# 3 Aura Transducers Connection



## Mccrew (Aug 7, 2009)

Hi,

I recently connected 3 auras, wired in series to the left channel of a secondary yamaha receiver that is connected to the HT Yamaha Receiver via a RCA Y Sub cable (i.e one feed to the sub, one to the second receiver for the Auras. Impedance on the secondary receiver/amp is 6 ohms. I connected the RCA out from the Y sub cable to the input on the secondary receiver as DVD and connected the Auras via the LFE sub-out ( it has a speaker connector and an rca connector). Performance is less than optimal. Feedback welcome?


----------



## eugovector (Sep 4, 2006)

In what areas do you feel performance is lacking? What is the total impedance of the speaker load after series wiring?


----------



## Mccrew (Aug 7, 2009)

Volume has to be at max on the secondary receiver to get any effective response. The impedance load is 12 ohms.


----------



## Anthony (Oct 5, 2006)

Well, you are halving the signal from the LFE at the start, so you may need to boost the LFE on the main source by 3 or 4 dB to compensate, that should help a little.

the only other thing I can think of is that maybe there's some sort of crossover or filter on the secondary receiver that chopping the signal, so it is very low, hence you needing the very high signal on the amp to get any output.

Make sure the speakers on the secondary receiver are set to large or turn off any crossover function and that should send full range to the auras.

Good luck.


----------



## Mccrew (Aug 7, 2009)

Not aware of any crossover issue. I have checked the set-up and the front speakers on the secondary receiver are set to large. It just might be that the auras only provide a little ressonance. I don't have any experience with them?
Thanks for the suggestions!


----------



## Anthony (Oct 5, 2006)

Check for things like "midnight mode" or "bass limiter" or other features that are designed to cut the bass off during late night sessions (presuming the owner has neighbors they don't want to annoy  )
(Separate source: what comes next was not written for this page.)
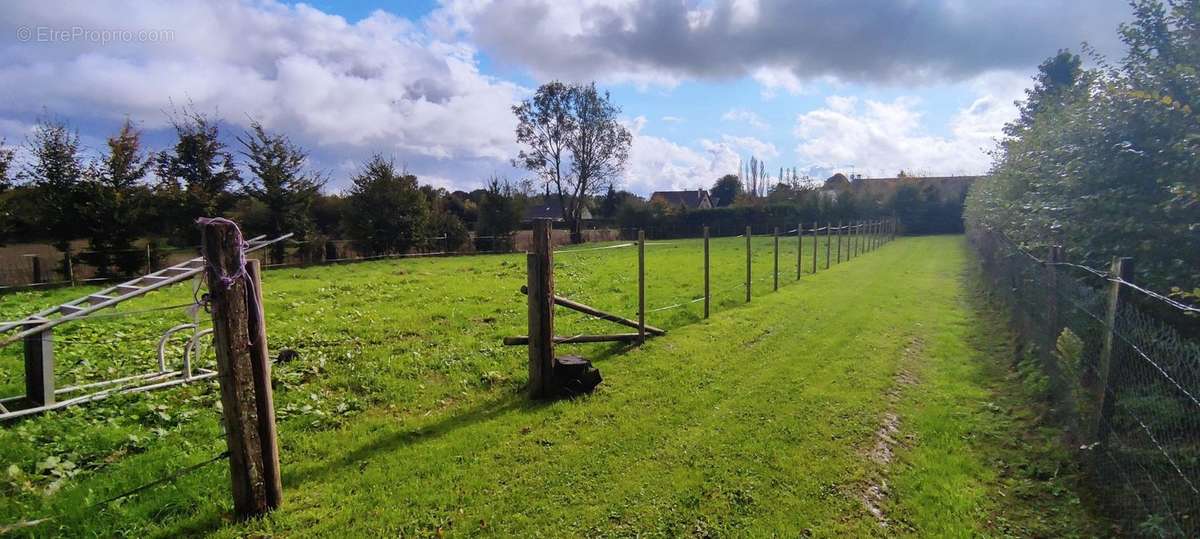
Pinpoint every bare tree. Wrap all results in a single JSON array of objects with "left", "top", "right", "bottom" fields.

I had a customer give me a callback saying his sub was broken because there was no bass -- I went over there and he had inadvertently turned on the midnight mode (or whatever they call it) on his Onkyo receiver. The button was right next to something else and he accidentally hit it. 2 minute fix. I felt bad charging him $50 for the visit (just kidding, I did that follow-up for free)


----------



## Mccrew (Aug 7, 2009)

There is a night mode - but it was not selected. I increased the bass output in the settings and it has resulted in a better response. I am thinking I will recalibrate the system with the split y cable on the main HT receiver. The Yamaha HT receiver has a YPAO automated mic system for establishing speaker size, distances, timing etc. It was set prior to adding the auras. It may double the output to the subs given that the LFE is cut in half.


----------